31 March 2010

This was a very challenging but interesting day. Accompanied by Prof. Lü Xinyu’s PhD student Zhao Yeming (the person with the Fudan ID Card) and armed with a letter of introduction from Fudan, Wu Dan and I set off to the Wujiaochang Street Office (五角场街道办事处). This is the lowest rung of government. We were in search of the government vision for Wujiaochang and also some information about the regulation of screens (if there are any). Chinese government officials are often loathe to talk on the record. This is called “passing the ball” in Chinese. They prefer to send you off to see someone else, especially if you are foreigner, which always makes people nervous. After all, you never know when it’s going to turn out that you’ve accidentally given away a state secret. On the other hand, it would be rude to simply turn us away, so the best way is to refer us up the food chain, and that’s pretty much what happened. To cut a long story short, we did not get too far with the government officials, but we did a bit better at the department stores.

The gatekeeper at the street office sent us to the Residents’ Service Centre (居民服务中心). This is where you apply for various minor business licenses etc. The woman running the place by herself told us to go to the Propaganda Section (宣传处), which turned out to be on the 5th floor. The people there sent us off to “Teacher Wang” in an office on the 22nd Floor of the Orient Shopping Plaza, where they took our details and called us back to say they could not be interviewed by us without permission from the Yangpu District level.

However, the woman in the Residents’ Service Centre did immediately confirm that it was impossible to simply hang up a moving image screen in a public place, and that one did have to get permission. But she wasn’t the person to process that application, it was somewhere else. (We’ll try to visit later.)

On our way up to the 22nd Floor of the Orient, we also visited the Marketing Department (市场部) of the department store, on the 17th floor. Wu Dan will give a more detailed account of this discussion, held in the foyer of the office, but what I gleaned was already very useful. She told us that the screen was not there when the store itself was built around 2000, but was added in 2005 and went into operation in 2006. It was now run by a media company, and they leave everything to them. They don’t even bother to check the ads to see if they are appropriate to the store’s image or not. They just take the money from the company. When I asked her, she said she did not know how much they were paid. She indicated as well that the government requires them to put a certain amount of PSAs in with the commercial advertising. She was fully aware that the screen was poor compared to that on the Bailian Youyi, but pointed out that although business was better than it used to be, Wujiaochang is not Xujiahui, and there are few customers except on the weekends and during the holidays. Meanwhile, they are still waiting for the subway, and so there is not much motivation to invest in upgrading the screen right now. She also said their screen was on from 8 in the morning to 11 at night, and turned off to save electricity and money. Besides, there are not many people around during the night, she claimed.
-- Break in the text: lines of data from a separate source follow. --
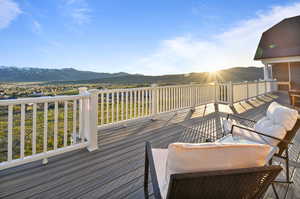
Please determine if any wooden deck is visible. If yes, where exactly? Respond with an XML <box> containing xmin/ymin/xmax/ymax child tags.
<box><xmin>0</xmin><ymin>93</ymin><xmax>300</xmax><ymax>199</ymax></box>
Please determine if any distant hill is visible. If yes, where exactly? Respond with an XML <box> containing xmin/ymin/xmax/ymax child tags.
<box><xmin>46</xmin><ymin>67</ymin><xmax>263</xmax><ymax>84</ymax></box>
<box><xmin>0</xmin><ymin>66</ymin><xmax>128</xmax><ymax>82</ymax></box>
<box><xmin>0</xmin><ymin>66</ymin><xmax>263</xmax><ymax>84</ymax></box>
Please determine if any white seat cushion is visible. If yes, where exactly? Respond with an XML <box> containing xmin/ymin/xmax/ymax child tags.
<box><xmin>216</xmin><ymin>134</ymin><xmax>279</xmax><ymax>161</ymax></box>
<box><xmin>152</xmin><ymin>149</ymin><xmax>168</xmax><ymax>198</ymax></box>
<box><xmin>152</xmin><ymin>142</ymin><xmax>273</xmax><ymax>198</ymax></box>
<box><xmin>267</xmin><ymin>102</ymin><xmax>298</xmax><ymax>131</ymax></box>
<box><xmin>222</xmin><ymin>120</ymin><xmax>236</xmax><ymax>134</ymax></box>
<box><xmin>254</xmin><ymin>117</ymin><xmax>286</xmax><ymax>146</ymax></box>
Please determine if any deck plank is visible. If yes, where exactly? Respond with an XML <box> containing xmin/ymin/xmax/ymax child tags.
<box><xmin>0</xmin><ymin>93</ymin><xmax>300</xmax><ymax>199</ymax></box>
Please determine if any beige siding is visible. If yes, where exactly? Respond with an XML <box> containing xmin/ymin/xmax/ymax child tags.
<box><xmin>290</xmin><ymin>62</ymin><xmax>300</xmax><ymax>89</ymax></box>
<box><xmin>272</xmin><ymin>63</ymin><xmax>289</xmax><ymax>82</ymax></box>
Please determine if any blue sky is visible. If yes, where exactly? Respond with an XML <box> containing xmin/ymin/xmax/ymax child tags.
<box><xmin>0</xmin><ymin>0</ymin><xmax>300</xmax><ymax>75</ymax></box>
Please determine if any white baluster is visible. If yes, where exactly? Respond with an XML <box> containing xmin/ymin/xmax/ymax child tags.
<box><xmin>7</xmin><ymin>105</ymin><xmax>13</xmax><ymax>161</ymax></box>
<box><xmin>72</xmin><ymin>100</ymin><xmax>77</xmax><ymax>144</ymax></box>
<box><xmin>54</xmin><ymin>101</ymin><xmax>58</xmax><ymax>150</ymax></box>
<box><xmin>31</xmin><ymin>103</ymin><xmax>37</xmax><ymax>155</ymax></box>
<box><xmin>64</xmin><ymin>101</ymin><xmax>68</xmax><ymax>147</ymax></box>
<box><xmin>20</xmin><ymin>104</ymin><xmax>25</xmax><ymax>159</ymax></box>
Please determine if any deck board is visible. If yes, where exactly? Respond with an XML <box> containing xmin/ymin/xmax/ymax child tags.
<box><xmin>0</xmin><ymin>93</ymin><xmax>300</xmax><ymax>198</ymax></box>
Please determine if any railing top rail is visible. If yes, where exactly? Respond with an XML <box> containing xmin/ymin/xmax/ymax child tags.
<box><xmin>98</xmin><ymin>84</ymin><xmax>213</xmax><ymax>93</ymax></box>
<box><xmin>232</xmin><ymin>80</ymin><xmax>276</xmax><ymax>85</ymax></box>
<box><xmin>0</xmin><ymin>94</ymin><xmax>89</xmax><ymax>106</ymax></box>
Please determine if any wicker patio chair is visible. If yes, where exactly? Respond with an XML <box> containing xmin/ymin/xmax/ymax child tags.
<box><xmin>144</xmin><ymin>142</ymin><xmax>282</xmax><ymax>199</ymax></box>
<box><xmin>227</xmin><ymin>114</ymin><xmax>300</xmax><ymax>183</ymax></box>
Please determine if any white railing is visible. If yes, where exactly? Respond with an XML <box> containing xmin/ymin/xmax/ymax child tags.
<box><xmin>228</xmin><ymin>80</ymin><xmax>277</xmax><ymax>104</ymax></box>
<box><xmin>0</xmin><ymin>90</ymin><xmax>97</xmax><ymax>170</ymax></box>
<box><xmin>0</xmin><ymin>81</ymin><xmax>277</xmax><ymax>170</ymax></box>
<box><xmin>98</xmin><ymin>84</ymin><xmax>215</xmax><ymax>126</ymax></box>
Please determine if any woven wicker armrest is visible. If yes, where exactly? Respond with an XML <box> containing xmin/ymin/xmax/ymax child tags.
<box><xmin>144</xmin><ymin>142</ymin><xmax>162</xmax><ymax>199</ymax></box>
<box><xmin>231</xmin><ymin>124</ymin><xmax>290</xmax><ymax>144</ymax></box>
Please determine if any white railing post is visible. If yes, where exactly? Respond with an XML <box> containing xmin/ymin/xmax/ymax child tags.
<box><xmin>246</xmin><ymin>81</ymin><xmax>249</xmax><ymax>100</ymax></box>
<box><xmin>78</xmin><ymin>87</ymin><xmax>88</xmax><ymax>139</ymax></box>
<box><xmin>190</xmin><ymin>82</ymin><xmax>197</xmax><ymax>111</ymax></box>
<box><xmin>256</xmin><ymin>80</ymin><xmax>259</xmax><ymax>97</ymax></box>
<box><xmin>84</xmin><ymin>89</ymin><xmax>99</xmax><ymax>151</ymax></box>
<box><xmin>264</xmin><ymin>80</ymin><xmax>267</xmax><ymax>94</ymax></box>
<box><xmin>214</xmin><ymin>81</ymin><xmax>218</xmax><ymax>103</ymax></box>
<box><xmin>227</xmin><ymin>81</ymin><xmax>234</xmax><ymax>106</ymax></box>
<box><xmin>151</xmin><ymin>84</ymin><xmax>158</xmax><ymax>115</ymax></box>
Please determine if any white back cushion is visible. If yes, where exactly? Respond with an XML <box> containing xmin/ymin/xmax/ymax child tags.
<box><xmin>267</xmin><ymin>102</ymin><xmax>298</xmax><ymax>131</ymax></box>
<box><xmin>166</xmin><ymin>143</ymin><xmax>272</xmax><ymax>178</ymax></box>
<box><xmin>254</xmin><ymin>117</ymin><xmax>286</xmax><ymax>146</ymax></box>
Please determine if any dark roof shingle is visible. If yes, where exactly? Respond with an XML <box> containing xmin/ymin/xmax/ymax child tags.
<box><xmin>254</xmin><ymin>15</ymin><xmax>300</xmax><ymax>60</ymax></box>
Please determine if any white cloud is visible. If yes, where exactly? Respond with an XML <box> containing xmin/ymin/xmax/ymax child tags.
<box><xmin>32</xmin><ymin>20</ymin><xmax>42</xmax><ymax>34</ymax></box>
<box><xmin>132</xmin><ymin>3</ymin><xmax>300</xmax><ymax>74</ymax></box>
<box><xmin>0</xmin><ymin>0</ymin><xmax>22</xmax><ymax>29</ymax></box>
<box><xmin>64</xmin><ymin>0</ymin><xmax>92</xmax><ymax>25</ymax></box>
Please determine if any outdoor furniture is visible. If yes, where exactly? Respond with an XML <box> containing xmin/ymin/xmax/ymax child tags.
<box><xmin>221</xmin><ymin>102</ymin><xmax>300</xmax><ymax>183</ymax></box>
<box><xmin>144</xmin><ymin>142</ymin><xmax>282</xmax><ymax>199</ymax></box>
<box><xmin>288</xmin><ymin>90</ymin><xmax>300</xmax><ymax>106</ymax></box>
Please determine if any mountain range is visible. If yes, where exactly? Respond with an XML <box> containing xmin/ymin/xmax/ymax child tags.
<box><xmin>0</xmin><ymin>66</ymin><xmax>128</xmax><ymax>82</ymax></box>
<box><xmin>0</xmin><ymin>66</ymin><xmax>263</xmax><ymax>84</ymax></box>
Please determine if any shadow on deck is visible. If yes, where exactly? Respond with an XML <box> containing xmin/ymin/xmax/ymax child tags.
<box><xmin>0</xmin><ymin>93</ymin><xmax>300</xmax><ymax>198</ymax></box>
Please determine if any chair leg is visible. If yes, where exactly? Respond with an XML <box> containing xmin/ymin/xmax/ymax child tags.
<box><xmin>272</xmin><ymin>183</ymin><xmax>279</xmax><ymax>199</ymax></box>
<box><xmin>144</xmin><ymin>146</ymin><xmax>149</xmax><ymax>199</ymax></box>
<box><xmin>285</xmin><ymin>148</ymin><xmax>290</xmax><ymax>182</ymax></box>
Wu Dan had already had a brief conversation with Bailian Youyi on the phone the day before. Again, she’ll give a more detailed account and we hope to have a chance to talk to them later. But they told her already that although SMG handles it for them, they do work together to make sure the ad images match their store image.

Next, we went over to the Paris Printemps. (I think I need to see if I can just stand in the doorway and photograph what is on the screens I’ve designated as of interest. Hopefully no one will give a damn.) We were directed up to the Marketing Department again, on the 7th floor this time. A man came out and chatted with us. He told us that Pico Media supplied the pairs of large flatscreens that run throughout the store and outside the elevators, as well as the pairs of screens on boxes that had caught my interest. Pico pays the store for this. The only screens that are the store’s own are the ones in the elevators. The content on the screens is a mix of what Pico wants to put on and the store’s ads. The store and Pico collaborate and make sure the content is OK for both. When asked about the position of the boxes in the entryway, where no one pays them any attention, he seemed to think the logic was that there should be something on the way in to represent the store to the customers. Hmmm… not very convincing to me. As for having the same stuff on both screens, I forget what he said, but it seemed quite speculative.

He explained that the charity boxes had been put there by the government. (This was very ironic, since this morning a researcher from Xi’an in the Fudan Centre had been explaining to me that he thought a major reason why comparatively few Chinese give to charity is that they don’t trust the government not to steal it.) The box was put there and other places throughout the mall by the government, although he was not sure what government office put it there.